|The Original Kings of
review by Dan Lybarger, 1 September 2000
Spike Lee may have a reputation
as a militant filmmaker, but in many ways he’s a chameleon.
Switching from Nike commercials, to music videos, to documentaries,
to his feature films, Lee seems willing to try anything. His latest
movie is a live comedy club flick similar to Bill
Cosby: Himself and Richard
Pryor: Here and Now. Lee imbues his new flick The
Original Kings of Comedy with little of his trademark rage or
technical trickery. There are no extreme close ups of reflections of
people in eyeballs here. Lee and his crew shot this one on video,
and the sound sometimes seems muddy. But to be fair, Lee’s
unusually hands-off approach may have been the one to take. Lee
seems well aware that the reason to catch the flick is to catch the
The "Kings of Comedy"
tour drew legions of fans and reportedly outgrossed a tour by teen
idols The Backstreet Boys. From the evening captured in the film,
the appeal is obvious. Steve Harvey, D.L. Hughley, Cedric the
Entertainer and Bernie Mac are a quartet of able comics.
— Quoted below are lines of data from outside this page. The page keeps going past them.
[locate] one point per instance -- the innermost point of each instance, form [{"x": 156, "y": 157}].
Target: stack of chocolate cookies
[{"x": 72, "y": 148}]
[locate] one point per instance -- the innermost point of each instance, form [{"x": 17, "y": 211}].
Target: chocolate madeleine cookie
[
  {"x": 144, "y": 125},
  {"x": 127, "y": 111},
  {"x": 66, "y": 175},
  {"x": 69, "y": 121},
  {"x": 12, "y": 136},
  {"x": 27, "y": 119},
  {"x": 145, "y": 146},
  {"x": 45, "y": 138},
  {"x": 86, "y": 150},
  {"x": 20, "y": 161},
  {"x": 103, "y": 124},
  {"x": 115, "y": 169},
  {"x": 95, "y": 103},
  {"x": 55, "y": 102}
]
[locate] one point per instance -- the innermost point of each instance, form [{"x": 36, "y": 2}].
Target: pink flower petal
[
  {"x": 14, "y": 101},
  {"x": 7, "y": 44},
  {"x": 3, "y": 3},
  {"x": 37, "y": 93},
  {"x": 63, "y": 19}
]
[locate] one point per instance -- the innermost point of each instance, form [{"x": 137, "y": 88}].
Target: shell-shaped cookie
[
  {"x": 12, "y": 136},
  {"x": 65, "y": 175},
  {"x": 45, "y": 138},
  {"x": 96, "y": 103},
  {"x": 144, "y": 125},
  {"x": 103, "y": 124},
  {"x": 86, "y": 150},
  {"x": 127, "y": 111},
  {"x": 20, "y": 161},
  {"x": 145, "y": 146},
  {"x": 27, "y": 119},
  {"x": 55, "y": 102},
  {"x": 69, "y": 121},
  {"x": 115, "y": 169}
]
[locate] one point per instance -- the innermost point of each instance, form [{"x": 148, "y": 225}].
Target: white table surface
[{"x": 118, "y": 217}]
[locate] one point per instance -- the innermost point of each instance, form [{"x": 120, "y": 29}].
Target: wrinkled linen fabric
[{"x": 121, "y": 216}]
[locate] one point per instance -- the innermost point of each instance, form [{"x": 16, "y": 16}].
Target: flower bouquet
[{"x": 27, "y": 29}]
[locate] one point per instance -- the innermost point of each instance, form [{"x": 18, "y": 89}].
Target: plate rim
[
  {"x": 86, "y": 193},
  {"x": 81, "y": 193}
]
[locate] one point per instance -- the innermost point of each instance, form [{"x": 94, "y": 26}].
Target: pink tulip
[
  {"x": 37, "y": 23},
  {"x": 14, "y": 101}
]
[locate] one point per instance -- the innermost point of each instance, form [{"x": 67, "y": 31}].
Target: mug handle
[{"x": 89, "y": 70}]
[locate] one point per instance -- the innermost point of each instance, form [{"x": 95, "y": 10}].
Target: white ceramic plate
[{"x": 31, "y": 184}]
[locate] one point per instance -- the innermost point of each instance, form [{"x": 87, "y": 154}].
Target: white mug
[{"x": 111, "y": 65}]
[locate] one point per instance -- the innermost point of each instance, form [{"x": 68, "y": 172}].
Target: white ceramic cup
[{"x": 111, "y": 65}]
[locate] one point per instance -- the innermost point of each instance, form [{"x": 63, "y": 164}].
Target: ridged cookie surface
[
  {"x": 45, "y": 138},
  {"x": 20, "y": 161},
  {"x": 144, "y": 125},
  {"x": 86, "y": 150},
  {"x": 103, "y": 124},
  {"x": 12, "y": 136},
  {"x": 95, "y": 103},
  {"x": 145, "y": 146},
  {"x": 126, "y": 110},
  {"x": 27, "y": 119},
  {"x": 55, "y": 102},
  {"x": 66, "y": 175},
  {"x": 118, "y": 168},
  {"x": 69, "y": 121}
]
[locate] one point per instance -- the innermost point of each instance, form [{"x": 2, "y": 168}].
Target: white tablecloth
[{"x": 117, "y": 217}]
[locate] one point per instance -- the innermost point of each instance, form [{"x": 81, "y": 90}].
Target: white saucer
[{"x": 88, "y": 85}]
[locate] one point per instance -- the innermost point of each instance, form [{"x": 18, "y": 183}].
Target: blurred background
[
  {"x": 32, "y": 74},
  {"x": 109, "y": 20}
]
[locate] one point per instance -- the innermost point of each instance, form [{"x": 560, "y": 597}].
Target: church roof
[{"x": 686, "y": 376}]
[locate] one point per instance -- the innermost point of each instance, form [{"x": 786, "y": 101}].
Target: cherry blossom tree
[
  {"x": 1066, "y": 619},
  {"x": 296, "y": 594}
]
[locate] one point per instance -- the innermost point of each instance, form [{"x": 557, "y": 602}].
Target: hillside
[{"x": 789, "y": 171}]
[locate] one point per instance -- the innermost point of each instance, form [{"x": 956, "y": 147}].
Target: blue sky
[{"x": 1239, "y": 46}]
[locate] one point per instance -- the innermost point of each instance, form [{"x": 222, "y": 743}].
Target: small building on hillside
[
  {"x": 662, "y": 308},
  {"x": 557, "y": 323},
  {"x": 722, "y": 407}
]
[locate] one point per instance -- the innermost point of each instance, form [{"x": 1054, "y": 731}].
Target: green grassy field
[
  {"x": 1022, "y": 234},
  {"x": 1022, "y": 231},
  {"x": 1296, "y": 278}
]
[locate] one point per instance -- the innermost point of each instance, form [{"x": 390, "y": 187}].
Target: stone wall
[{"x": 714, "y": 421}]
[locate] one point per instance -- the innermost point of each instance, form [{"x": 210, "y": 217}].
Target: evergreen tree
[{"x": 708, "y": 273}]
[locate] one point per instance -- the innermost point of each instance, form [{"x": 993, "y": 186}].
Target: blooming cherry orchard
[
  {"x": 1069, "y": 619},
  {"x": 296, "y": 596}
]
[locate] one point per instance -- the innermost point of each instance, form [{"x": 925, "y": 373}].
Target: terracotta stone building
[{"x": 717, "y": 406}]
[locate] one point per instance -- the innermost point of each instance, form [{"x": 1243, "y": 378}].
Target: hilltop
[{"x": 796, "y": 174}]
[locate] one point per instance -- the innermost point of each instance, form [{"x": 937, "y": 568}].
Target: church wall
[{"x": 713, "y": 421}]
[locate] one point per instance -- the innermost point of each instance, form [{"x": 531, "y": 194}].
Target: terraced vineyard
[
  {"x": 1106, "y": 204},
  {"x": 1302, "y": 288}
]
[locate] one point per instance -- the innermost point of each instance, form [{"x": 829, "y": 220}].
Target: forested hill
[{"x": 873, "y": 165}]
Furthermore, their act is remarkably interactive for the large
arenas where they play (in this case, The Charlotte Coliseum in
Charlotte, North Carolina). Harvey and Hughley, in particular, play
well off the crowd and frequently work them into the act.
Hughley’s routine is intermittently inspired but becomes
hysterical when he randomly starts teasing the crowd. Lee constantly
cuts to the spectators and gives movie audiences a sense of the fun
that crowd must have had.
As with just about any comedy
special that runs on HBO or Showtime, the monologues are intricately
laced with expletives and deal with sex and other body functions.
These guys can get away with it, but their strongest moments come
when they poke fun at other subjects. Harvey has a field day
demonstrating why old school tunes are preferable to rap. After
whining about how rappers place too many instructions on their fans,
he adds, “I just paid you $38.50. I don’t want to help you
out!” Similarly, Hughley digs into xenophobic baseball player John
Rocker. “If you can count the number of black people you’ve had
over at your house, you’re still a racist,” he quips.
If Harvey’s low key charm and
Hughley’s spontaneous outbursts get them a lot of mileage, Cedric
seems to get his ideas from everywhere. During one of the backstage
sequences, he hears an echo in the bathroom and instantly breaks
into a Gregorian chant. His topics range from reggae (he performs a
tune about the agony of having no jam for his peanut butter) to golf
announcers. Sporting a fedora and speaking in an almost scholarly
tone, Cedric is the most creative and distinctive comic in the
quartet. His portly frame belies a remarkable agility. In a rare
technical flourish, Lee offers some Matrix-style
slow motion shots to augment some of Cedric’s karate moves.
Bernie Mac’s set, which concludes
the film, is disappointing. His material is uninspired and often
redundant. He repeatedly harps on keeping bratty kids in their
place, and his only memorable sequence is one where he demonstrates
all of the conceivable uses for a popular synonym for incest.
Mac’s verbal skills pale next to the other members of the quartet,
but his body language is a riot. Bristling with a nervous anger, Mac
paces across the stage so quickly that Lee’s camera crew has to
hustle to keep half a step behind him. Mac’s bug-eyed stare is
worth the price of admission. At times, the comic seems so frantic
that his eyes appear to leap from his skull.
All four of these comics have had
TV and movie gigs (Hughley has the dubious distinction of providing
the voice of the talking car in Inspector
Gadget), but The Original
Kings of Comedy provides a better showcase for their talents.
Lee does not offer anything earth shattering, but it’s unfair to
dismiss The Original Kings of
Comedy because there are plenty of sturdy laughs. The
photography and jokes may be crude, but, for the most part, each
tends to play off the other to good effect.